Tytułowi bohaterowie to mali Żydzi, którzy po utracie bliskich przekradają się z getta na aryjską stronę Warszawy. Wszystkich papierosiarzy jest ponad dwudziestu, wśród nich można przywołać Kulasa, Kinola, Tereskę, Ząbala, Francuza, Byczka, który pełni rolę nieformalnego lidera grupy czy najbardziej chwytającego za serce, najmłodszego Bolusia, którego ocalenie wydaje się graniczyć z cudem. Zresztą los wszystkich papierosiarzy jest niewiarygodny, bo jak to możliwe, że grupa dzieci każdego dnia handluje ze swoim śmiertelnym wrogiem w jednym z najbardziej niebezpiecznych dla Żyda miejsc stolicy? Zagrożeniem są nie tylko stale przechadzający się tu Niemcy. Papierosiarze muszą wystrzegać się także szmalcowników, złodziei, wrogo nastawionych Polaków czy mających nieopodal siedzibę funkcjonariuszy gestapo. Jednak nie tylko zło czeka na małych bohaterów, na ich drodze pojawiają się także anioły w postaci Zofii Kalatowej czy Babki. Kobiety zapewniają im nocleg i ciepły kąt. Natomiast wspomniany już Józef Ziemian ratuje Bolusia z całkiem dużych tarapatów, w które malec wpada, gdy na moment zapomina, że w holokaustowym świecie dzieci nie mogą ufać dorosłym.

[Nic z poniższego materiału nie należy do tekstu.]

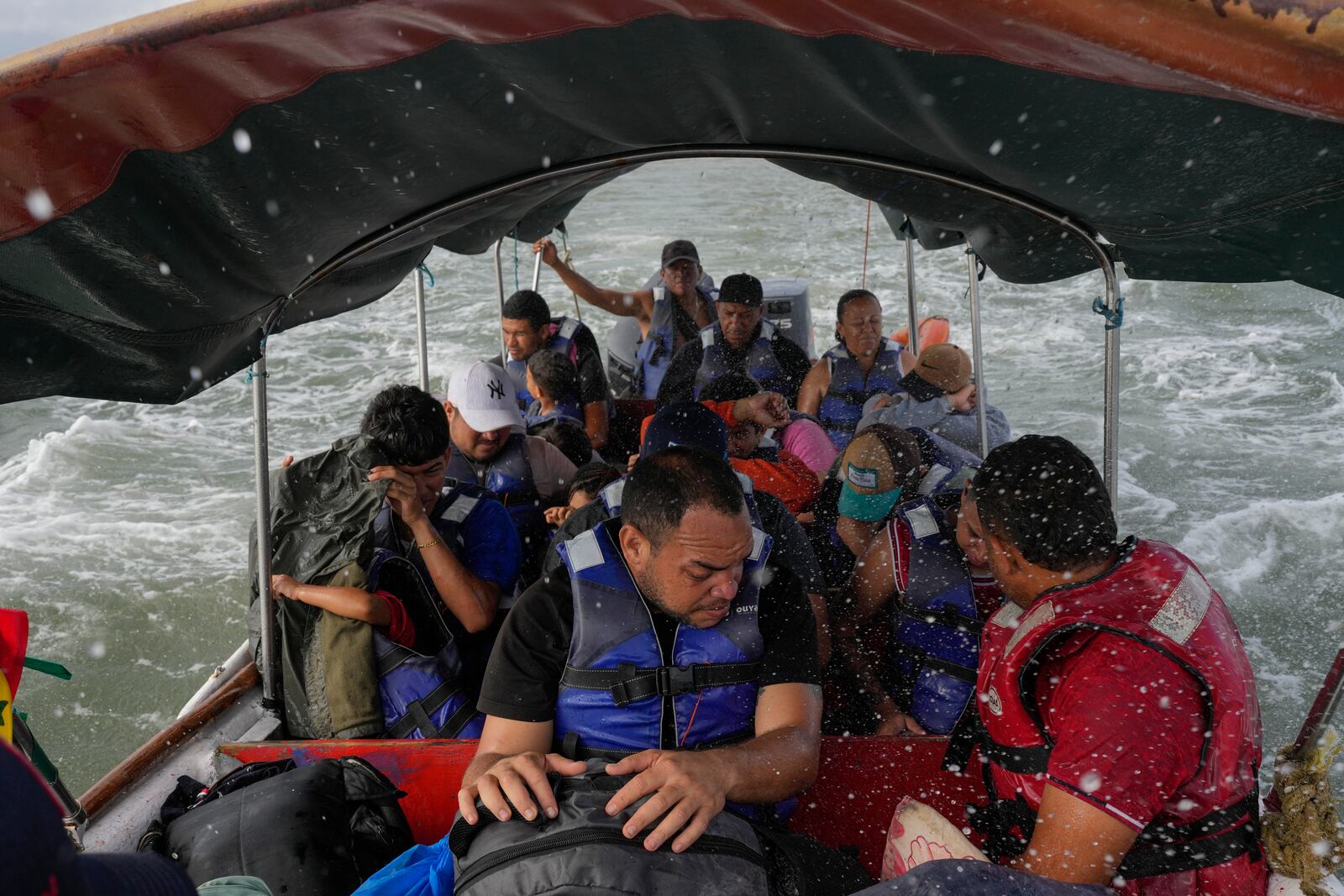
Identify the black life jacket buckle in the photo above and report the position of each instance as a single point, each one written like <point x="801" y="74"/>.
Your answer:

„Dzieci z placu Trzech Krzyży” to wyjątkowa, wojenna narracja, która mówi o przetrwaniu, przyjaźni, woli walki i ogromnej odwadze drzemiącej w małych sercach. Historia żydowskich papierosiarzy powinna trafić na listę szkolnych lektur, ponieważ ukazuje piękny wzór bohaterstwa, uczy empatii, udowadnia jak wielką siłę ma solidarność i wzajemna troska. Ostrzegam, że przy lekturze książki może popłynąć niejedna łza, ale warto poznać tę być może najjaśniejszą opowieść o mrocznym czasie II wojny światowej. Zdecydowanie polecam. Oprawa twarda, szyta.

Polowanie na bestię z Majdanka

Autor: Jarosław Molenda
Wydawnictwo: Filia
Poznań 2023

Kolejna książka pisarza i publicysty, który konsekwentnie śledzi losy hitlerowskich zbrodniarek. Niechlubną bohaterką najnowszej publikacji jest Hermine Braunsteiner, nazywana przez więźniarki „Kobyłą” z powodu lubianej przez nią metody zadawania cierpienia, mianowicie deptania po wyniszczonych ciałach kobiet w obuwiu ze stalowym podbiciem. Autor odtwarza „karierę” Austriaczki, która rozpoczyna się procesem rekrutacji i szkoleniem w obozie Ravensbrück, a szczyt osiąga na Majdanku. Znana z okrucieństwa zbrodniarka po wojnie unika i tak nieadekwatnej do przestępstwa kary, którą nakłada na nią sąd w Wiedniu, następnie wyjeżdża do Stanów Zjednoczonych, gdzie prowadzi szczęśliwe życie rodzinne z daleka od demonów mrocznej przeszłości. Kres sielance kładzie Szymon Wiesenthal, który odnajduje i demaskuje kobietę około dwadzieścia lat później. Czy dosięga ją sprawiedliwość? Odpowiedź znajduje się na kartach książki, dodam tylko, że los Hermine Braunsteiner przypomina los przytłaczającej liczby zbrodniarzy hitlerowskich.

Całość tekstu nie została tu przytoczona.